Agent Dale Cooper (Kyle MacLachlan), the chipper hero of the original ’90s show, is left standing in the middle of a dark street, staring in bewilderment and possibly horror at the ground, unsure whether or not he has failed in his strange mission to save the long-dead Laura Palmer.
There are no beautiful goodbyes or tender reunions. For every frustration and confusion this season presented, by the time the final credits roll, you have undergone an emotional and cognitive experience that means more than most entertainment can give. David Lynch’s sound design—which has entranced us the entire season—is a disconcerting background throughout, a low rumble, whispering wind, or even stark silence. Characters are left to rot in whatever hellish world is left for them. The episodes bend back in on themselves and leave the viewer confused and scared.
This comes after a season unlike anything in film or television. There are moments of hilarious comedy, such as when Michael Cera arrives for a truly bizarre scene in which he plays Deputy Andy (Harry Goaz) and Lucy’s (Kimmy Robertson) son—a Marlon Brando in The Wild Ones type with an erudite vocabulary and fantastic leather jacket. Then there are moments of full-blown nostalgic happiness, most notably Big Ed (Everett McGill) and Norma (Peggy Lipton) finally coming together, and moments of intense conflict and horror—like Richard Horne’s (Eamon Farren) attack on his grandmother.

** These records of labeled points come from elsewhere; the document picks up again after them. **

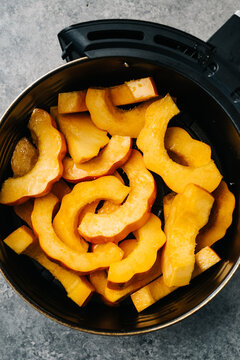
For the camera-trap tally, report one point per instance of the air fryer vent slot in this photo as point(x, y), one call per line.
point(115, 34)
point(177, 45)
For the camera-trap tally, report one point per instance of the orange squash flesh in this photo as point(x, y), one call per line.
point(116, 121)
point(220, 218)
point(84, 139)
point(77, 287)
point(128, 93)
point(150, 238)
point(156, 290)
point(114, 155)
point(193, 152)
point(112, 296)
point(66, 221)
point(47, 170)
point(151, 142)
point(60, 189)
point(24, 157)
point(20, 239)
point(189, 212)
point(167, 203)
point(24, 211)
point(132, 214)
point(56, 250)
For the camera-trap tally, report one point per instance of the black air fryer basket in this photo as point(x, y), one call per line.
point(205, 79)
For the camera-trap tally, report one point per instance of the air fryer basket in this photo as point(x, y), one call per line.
point(206, 87)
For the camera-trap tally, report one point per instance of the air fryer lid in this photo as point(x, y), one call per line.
point(191, 70)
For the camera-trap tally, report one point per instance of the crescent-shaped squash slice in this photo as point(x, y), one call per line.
point(48, 168)
point(151, 142)
point(189, 212)
point(167, 203)
point(78, 288)
point(84, 139)
point(156, 290)
point(116, 121)
point(24, 211)
point(56, 250)
point(128, 93)
point(220, 218)
point(24, 157)
point(150, 238)
point(66, 221)
point(20, 239)
point(132, 214)
point(113, 296)
point(114, 155)
point(192, 152)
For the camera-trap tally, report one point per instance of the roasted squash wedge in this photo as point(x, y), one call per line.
point(114, 155)
point(77, 287)
point(20, 239)
point(132, 214)
point(24, 157)
point(220, 218)
point(128, 93)
point(167, 202)
point(151, 142)
point(150, 238)
point(114, 120)
point(48, 168)
point(190, 152)
point(113, 296)
point(84, 139)
point(24, 211)
point(157, 289)
point(56, 250)
point(66, 221)
point(189, 212)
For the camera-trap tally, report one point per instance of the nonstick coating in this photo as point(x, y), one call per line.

And then there was episode 8. Anyone who’s watched the season knows episode 8 and has definitely developed strong opinions about it. You may think it is the most breath-taking piece of art house television ever produced, or you might think it was an hour-long waste of time. In protracted, otherworldly shots, David Lynch takes us away from the characters and sparse narrative entirely to explore the origins of evil in Twin Peaks. Atomic bombs explode, the fireman sends a glowing orb of Laura Palmer (Sheryl Lee) out into the world, and a soot-covered woodsman recites a terrifying speech into a ’50s radio mic after crushing a bystander’s head with his bare hands. That’s not even mentioning the oversized cockroach thing that crawled in the girl’s mouth or the five-minute long Nine Inch Nails performance.

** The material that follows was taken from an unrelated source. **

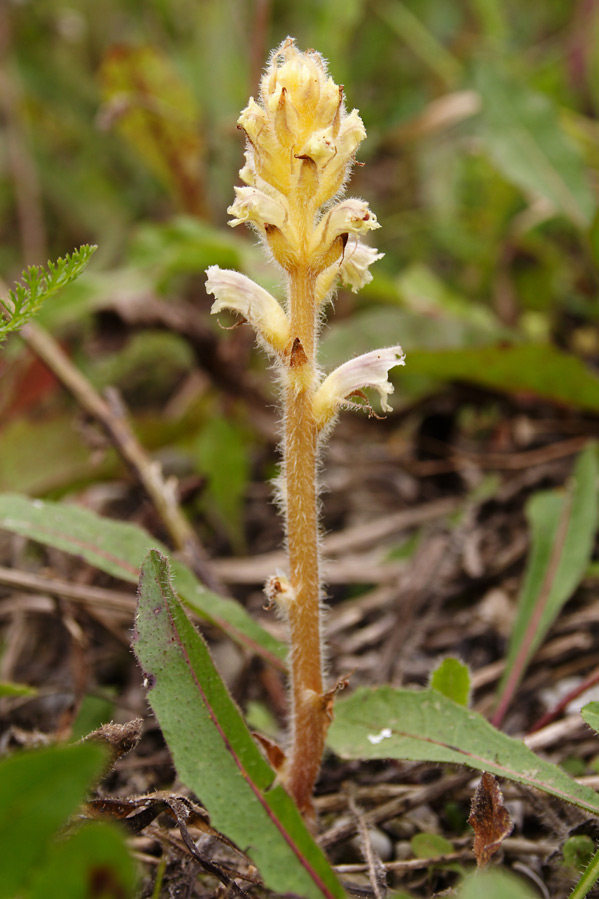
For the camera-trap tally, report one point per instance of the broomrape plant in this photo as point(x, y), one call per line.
point(301, 144)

That was an episode of television that aired on Showtime. Take a moment to realize how astonishing that is.
You will almost certainly never see anything like this on television again. It is not commercially viable. Shows with minute-long shots of sweeping, long conversations about characters we never actually meet, and desert showdowns that hinge on the presence of cherry pie do not attract millions of viewers. High-octane Game of Thrones rip-offs and wannabe Mad Men will continue to pop up across networks, but something with the unconventional vision and refusal to compromise of this new Twin Peaks only comes about once. It took David Lynch pulling out of the show back in 2015 to convince Showtime to give him full creative control, and even then, it’s a miracle that they allowed it.

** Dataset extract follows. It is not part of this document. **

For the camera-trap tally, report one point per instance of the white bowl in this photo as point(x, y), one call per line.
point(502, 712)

In short, this season gave us a baffling, sometimes frustrating, and often beautiful story. The show packs a massive cast, unbelievably intricate story, and settings from New York to Montana and almost everywhere in between into a mind-bending whole.
Yet the final journey whittles it down to bare bones.
In the last minutes of the show, there are only two main characters on screen—Agent Cooper and a woman named Carrie Page, who looks exactly like Laura Palmer, on their long journey through the night back to Twin Peaks to visit the Palmer house. Shot after shot, they are shown silently driving along lost highways, with only the headlights to illuminate the way. And when they get there—more confusion. A woman they haven’t seen before in the Palmer house making obscure references, offering no answers. Then Page’s final scream standing in the street. A jarring and painful ending.
This ending is so dark not simply because of the scene itself and the hopeless looping failure of the journey, but because of how much is left undone. Audrey Horne, one of the most beloved characters from the original, is left behind in episode 16, stuck in some horrible limbo screaming “What?” into a mirror. Sarah Palmer is living with an evil entity inside of her that shows no signs of leaving. Silence pervades the unsatisfying moments. Blackness creeps at the edges of the screen.
It’s a true nightmare ending. That means all the dream logic and confusion that defines a nightmare. Nothing is resolved, but everything sticks together. People are themselves and simultaneously someone else, distant screams carry deep significance, worlds disappear and appear, and you wake up still reeling from its effect.